Objective: To evaluate intra-observer diagnostic reproducibility using traditional slides (TS) versus whole slide images (WSI).
Methods: TS and WSI of 1427 prostatic biopsies (107 consecutive patients) were evaluated by a single pathologist. Agreement between readings was evaluated with Gwet's Agreement coefficient (AC) and Landis and Koch benchmark scale.

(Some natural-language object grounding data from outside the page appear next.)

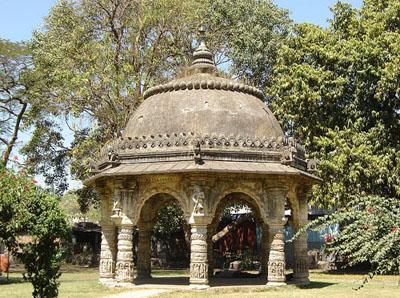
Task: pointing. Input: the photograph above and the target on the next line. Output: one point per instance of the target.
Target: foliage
(94, 59)
(15, 83)
(338, 90)
(47, 155)
(70, 203)
(369, 232)
(28, 210)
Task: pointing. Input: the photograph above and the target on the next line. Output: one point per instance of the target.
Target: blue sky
(19, 18)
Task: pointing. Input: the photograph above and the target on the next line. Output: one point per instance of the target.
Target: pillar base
(124, 284)
(106, 280)
(143, 276)
(302, 281)
(199, 286)
(276, 283)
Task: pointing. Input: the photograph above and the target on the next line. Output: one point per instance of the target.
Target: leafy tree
(338, 90)
(370, 233)
(70, 203)
(14, 88)
(94, 59)
(26, 209)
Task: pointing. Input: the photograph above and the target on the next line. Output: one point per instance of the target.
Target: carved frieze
(276, 271)
(199, 271)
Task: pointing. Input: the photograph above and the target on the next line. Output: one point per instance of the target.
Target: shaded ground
(82, 282)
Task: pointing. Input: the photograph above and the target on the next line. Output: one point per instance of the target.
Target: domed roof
(204, 104)
(202, 122)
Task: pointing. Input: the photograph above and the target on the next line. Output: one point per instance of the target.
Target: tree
(14, 85)
(338, 90)
(25, 209)
(96, 58)
(369, 233)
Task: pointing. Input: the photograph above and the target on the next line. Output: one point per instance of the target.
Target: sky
(19, 18)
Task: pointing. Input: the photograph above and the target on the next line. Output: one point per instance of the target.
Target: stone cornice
(204, 83)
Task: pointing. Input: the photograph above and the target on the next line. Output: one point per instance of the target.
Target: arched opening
(236, 241)
(162, 240)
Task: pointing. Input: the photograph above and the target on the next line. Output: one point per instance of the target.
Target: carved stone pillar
(124, 266)
(144, 252)
(210, 251)
(276, 259)
(198, 256)
(265, 243)
(107, 253)
(300, 250)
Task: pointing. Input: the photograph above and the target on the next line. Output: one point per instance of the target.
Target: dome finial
(202, 57)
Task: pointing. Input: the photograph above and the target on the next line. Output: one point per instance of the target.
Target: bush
(369, 232)
(26, 209)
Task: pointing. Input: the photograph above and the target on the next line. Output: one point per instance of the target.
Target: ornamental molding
(210, 83)
(188, 146)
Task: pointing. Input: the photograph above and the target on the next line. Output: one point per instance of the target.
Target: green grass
(322, 285)
(82, 282)
(78, 283)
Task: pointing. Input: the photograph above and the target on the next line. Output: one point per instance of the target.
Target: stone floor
(140, 293)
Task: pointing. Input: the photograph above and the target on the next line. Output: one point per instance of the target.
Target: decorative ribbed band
(210, 84)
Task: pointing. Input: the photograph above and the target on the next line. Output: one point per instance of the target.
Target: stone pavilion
(203, 141)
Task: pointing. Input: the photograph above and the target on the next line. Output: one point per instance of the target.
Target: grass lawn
(322, 285)
(82, 282)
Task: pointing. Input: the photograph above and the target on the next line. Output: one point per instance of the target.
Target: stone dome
(202, 122)
(204, 104)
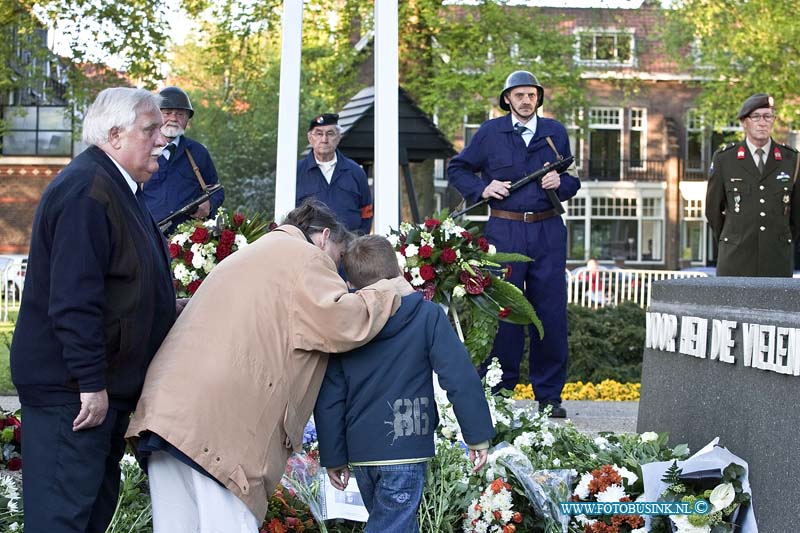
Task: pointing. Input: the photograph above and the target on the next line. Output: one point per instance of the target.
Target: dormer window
(605, 47)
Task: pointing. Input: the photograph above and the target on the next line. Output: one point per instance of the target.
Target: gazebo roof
(418, 134)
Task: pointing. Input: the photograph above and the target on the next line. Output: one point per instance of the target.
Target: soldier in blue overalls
(333, 179)
(502, 151)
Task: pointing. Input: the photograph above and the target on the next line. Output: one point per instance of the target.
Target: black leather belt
(527, 216)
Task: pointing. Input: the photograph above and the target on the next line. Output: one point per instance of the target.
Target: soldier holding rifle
(185, 169)
(503, 151)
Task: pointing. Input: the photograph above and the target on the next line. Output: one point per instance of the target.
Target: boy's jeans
(391, 494)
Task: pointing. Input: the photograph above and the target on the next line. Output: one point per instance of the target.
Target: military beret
(325, 119)
(757, 101)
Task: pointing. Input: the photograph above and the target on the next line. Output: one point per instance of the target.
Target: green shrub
(606, 343)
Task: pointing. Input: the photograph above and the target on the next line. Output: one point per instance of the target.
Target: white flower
(630, 477)
(683, 525)
(649, 436)
(601, 442)
(613, 493)
(416, 279)
(179, 239)
(722, 496)
(582, 489)
(494, 374)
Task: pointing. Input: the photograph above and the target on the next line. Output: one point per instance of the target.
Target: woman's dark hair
(313, 216)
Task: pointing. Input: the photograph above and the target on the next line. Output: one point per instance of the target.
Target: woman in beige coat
(234, 383)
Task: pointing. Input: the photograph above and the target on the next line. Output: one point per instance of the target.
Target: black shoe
(556, 412)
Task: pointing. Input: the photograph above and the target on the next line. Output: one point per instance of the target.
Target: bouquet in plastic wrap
(714, 482)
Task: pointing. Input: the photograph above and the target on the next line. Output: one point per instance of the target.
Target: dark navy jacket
(98, 297)
(348, 193)
(499, 153)
(175, 184)
(376, 402)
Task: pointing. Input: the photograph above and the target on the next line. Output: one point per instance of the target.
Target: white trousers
(186, 501)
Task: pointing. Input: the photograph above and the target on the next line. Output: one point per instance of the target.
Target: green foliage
(481, 327)
(606, 343)
(731, 45)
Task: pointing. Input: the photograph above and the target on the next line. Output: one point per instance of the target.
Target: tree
(738, 48)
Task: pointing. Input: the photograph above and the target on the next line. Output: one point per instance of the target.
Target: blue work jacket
(347, 194)
(497, 152)
(175, 184)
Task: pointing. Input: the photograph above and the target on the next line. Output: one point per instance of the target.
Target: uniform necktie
(760, 158)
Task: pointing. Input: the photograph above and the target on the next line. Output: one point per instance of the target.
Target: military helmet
(521, 78)
(175, 98)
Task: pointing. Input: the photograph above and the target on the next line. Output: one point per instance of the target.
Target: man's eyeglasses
(767, 117)
(326, 134)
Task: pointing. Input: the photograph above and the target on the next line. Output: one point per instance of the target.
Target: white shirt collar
(132, 184)
(752, 147)
(531, 124)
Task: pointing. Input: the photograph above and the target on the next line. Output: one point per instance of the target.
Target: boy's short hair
(369, 259)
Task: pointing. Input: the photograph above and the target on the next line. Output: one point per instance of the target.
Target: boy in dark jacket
(376, 409)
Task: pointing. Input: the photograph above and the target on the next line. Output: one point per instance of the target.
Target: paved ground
(593, 417)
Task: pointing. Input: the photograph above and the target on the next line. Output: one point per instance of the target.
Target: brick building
(642, 148)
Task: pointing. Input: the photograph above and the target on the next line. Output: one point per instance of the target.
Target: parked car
(12, 275)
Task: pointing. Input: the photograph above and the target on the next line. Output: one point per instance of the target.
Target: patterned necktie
(760, 158)
(169, 151)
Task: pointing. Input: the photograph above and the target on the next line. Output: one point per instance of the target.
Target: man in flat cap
(330, 177)
(753, 201)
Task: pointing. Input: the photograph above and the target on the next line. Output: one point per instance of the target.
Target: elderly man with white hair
(97, 303)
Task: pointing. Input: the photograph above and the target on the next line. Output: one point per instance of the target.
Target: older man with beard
(185, 167)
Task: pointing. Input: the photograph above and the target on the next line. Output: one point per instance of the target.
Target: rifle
(559, 166)
(189, 208)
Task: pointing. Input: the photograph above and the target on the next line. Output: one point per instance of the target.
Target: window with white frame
(576, 229)
(693, 231)
(637, 142)
(652, 229)
(616, 227)
(605, 136)
(472, 121)
(604, 47)
(575, 136)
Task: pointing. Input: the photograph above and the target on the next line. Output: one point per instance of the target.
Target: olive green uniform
(755, 218)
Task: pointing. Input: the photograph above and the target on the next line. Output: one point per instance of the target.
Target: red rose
(193, 286)
(227, 237)
(200, 235)
(448, 256)
(15, 463)
(429, 290)
(223, 251)
(472, 284)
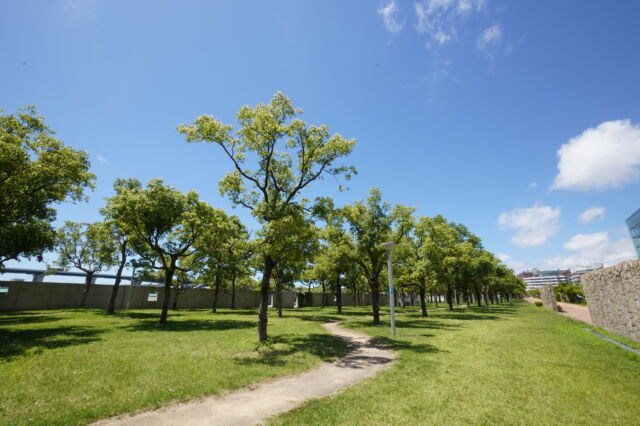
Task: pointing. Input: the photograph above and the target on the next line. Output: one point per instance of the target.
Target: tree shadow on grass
(26, 319)
(324, 346)
(426, 323)
(228, 311)
(14, 343)
(190, 325)
(402, 345)
(467, 317)
(319, 318)
(138, 315)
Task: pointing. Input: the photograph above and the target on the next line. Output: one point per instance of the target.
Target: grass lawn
(71, 367)
(522, 365)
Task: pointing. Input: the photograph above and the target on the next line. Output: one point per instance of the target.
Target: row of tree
(275, 157)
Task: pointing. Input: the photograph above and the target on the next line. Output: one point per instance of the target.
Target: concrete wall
(613, 295)
(548, 296)
(23, 296)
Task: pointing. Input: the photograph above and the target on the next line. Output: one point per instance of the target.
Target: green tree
(166, 223)
(88, 247)
(294, 242)
(121, 236)
(287, 156)
(219, 256)
(36, 171)
(372, 223)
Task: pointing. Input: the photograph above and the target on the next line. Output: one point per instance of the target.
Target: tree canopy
(36, 171)
(275, 156)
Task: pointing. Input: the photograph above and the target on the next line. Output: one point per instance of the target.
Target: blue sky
(513, 118)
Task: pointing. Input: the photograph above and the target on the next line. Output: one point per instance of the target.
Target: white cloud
(591, 214)
(439, 19)
(490, 36)
(533, 225)
(589, 249)
(607, 156)
(389, 17)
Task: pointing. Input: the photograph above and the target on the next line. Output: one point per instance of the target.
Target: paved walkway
(253, 405)
(579, 312)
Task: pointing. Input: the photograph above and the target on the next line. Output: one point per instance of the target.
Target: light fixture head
(388, 246)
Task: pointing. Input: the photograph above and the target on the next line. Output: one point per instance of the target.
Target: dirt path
(251, 406)
(578, 312)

Results: The positive/negative agreement between the readings was almost perfect (AC1= 0.962; 95% CI[0.949,0.974]), with method independent distribution of discrepancies. Among positive biopsies, 212 had identical Gleason score (GS) on TS and WSI and discordant GS in 69 cases (AC2 = 0.932; 95% CI[0.907, 0.956]). Concordant negative and positive patient classification was observed in 39 and 64 cases, respectively; two cases were assigned to the positive group on TS and 2 on WSI configuring an almost perfect agreement (AC1=0.929; 95% C1[0.860, 0.998]). ISUP Grade group (ISUP GG) agreement was evaluated in the 60 concordantly positive cases: in 45 cases it was identical on TS and WSI; in 10 biopsies the discrepancy implied a modification of the assigned ISUP GG of ≤ 1 class and in 5 the discrepancy implied a modification of 2 classes. Gwet's agreement coefficient was (95% CI [0.834, 0.962]), i.e.: almost perfect agreement.
Conclusions: Our data show almost perfect agreement between digital and traditional diagnostic activity in a routine setting, confirming that digital pathology can be safely introduced into routine workflows.